The acquired Momondo and Cheapflights brands will naturally sit underneath Kayak, the group’s existing metasearch offering. In a competitive and extremely active market, where consolidation has been king, the acquisition also takes Momondo out of reach of Priceline’s closest rivals.
Furthermore, also:
- adds substantial weighting in Europe and the UK and Scandinavia in particular, where Kayak has not had the same success as in Western and Southern Europe.
- provides immediate scale benefits, which drive Priceline’s global supply advantage and expand the group’s geographic footprint.
- generates synergy benefits across shared services, with a focus on developing an integrated backend technology platform across all desktop and mobile platforms.
The competitive landscape – the usual suspects and the disrupter
Priceline (Kayak, $1.8billion, 2013; OpenTable; and Momondo) and Expedia (Trivago, $632 million, 2013; Wotif, $658 million, 2014; Orbitz, $1.6 billion, 2015; and HomeAway, $3.6billion, 2015) have been trading significant blows in the acquisition ring for a number of years, while China focused Ctrip’s recent $1.7 billion acquisition of Skyscanner (helped by investment from Priceline) reinforces its position as a global competitor.
Up and coming challenger and travel disrupter Airbnb is expected to become the world’s fourth-largest online-travel intermediary, with peer-to-peer accommodation continuing its rapid ascent in both leisure and business travel.
Priceline and Expedia have both, unsurprisingly, dismissed the perceived threat of Airbnb, instead choosing to focus on the new enlarged travel market, which now includes vacation rental and urban sharing as a result of Airbnb’s influence, as a huge opportunity.
The future – organic growth and future acquisitions
It is impossible to predict who will be the frontrunner, let alone the clear winner, in the fight for supremacy – what we do know is that an ongoing shift to booking online will increase an online global travel market already worth over $1.2 trillion, providing an excellent market backdrop for more than one to prosper.
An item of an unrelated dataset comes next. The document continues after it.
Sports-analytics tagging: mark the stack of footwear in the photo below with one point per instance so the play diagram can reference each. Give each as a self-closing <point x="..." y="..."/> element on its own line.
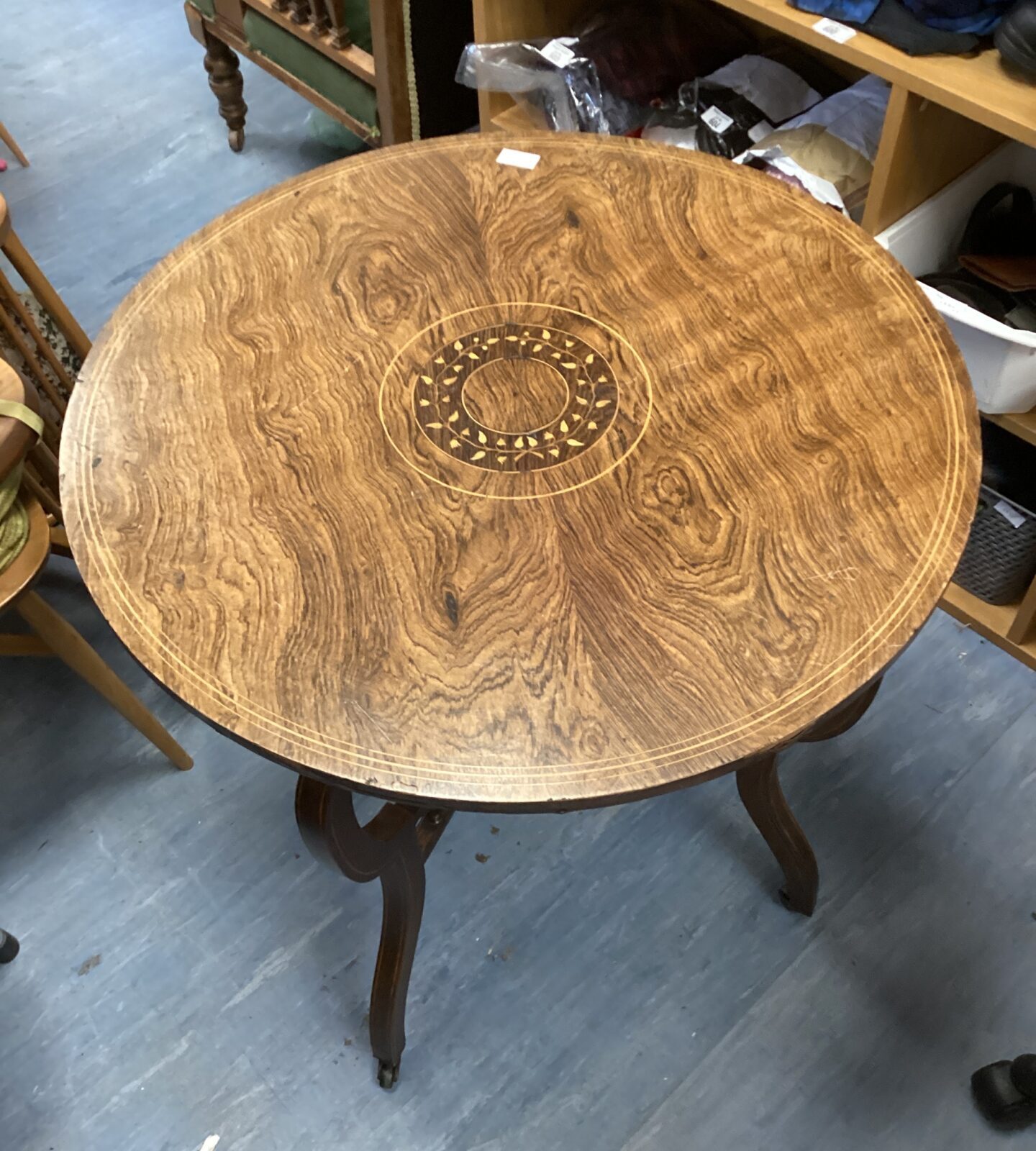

Undoubtedly, the big players will complement organic growth with future acquisitions in their quest for global domination and the key driver to crown an undisputed champion may well be the fighter who successfully targets and integrates transformational opportunities.
Following OpenTable, Priceline needs to be brave and continue its journey into broader travel services with tours and activities an attractive next target.
Although TripAdvisor snapped up Viator for $200 million in 2014, GetYourGuide could well be available following its latest $50 million fund-raise at the end of 2015.
Alternatively, maybe historic murmurings will come to fruition and Priceline could look for a knockout blow, with an audacious offer for TripAdvisor itself.
NB: This is an analysis by Jamie Hutton, an associate at Livingstone Partners, an M&A specialist in the travel sector which advised Rentalcars (TravelJigsaw) on its private equity MBO and eventual sale to the Priceline Group.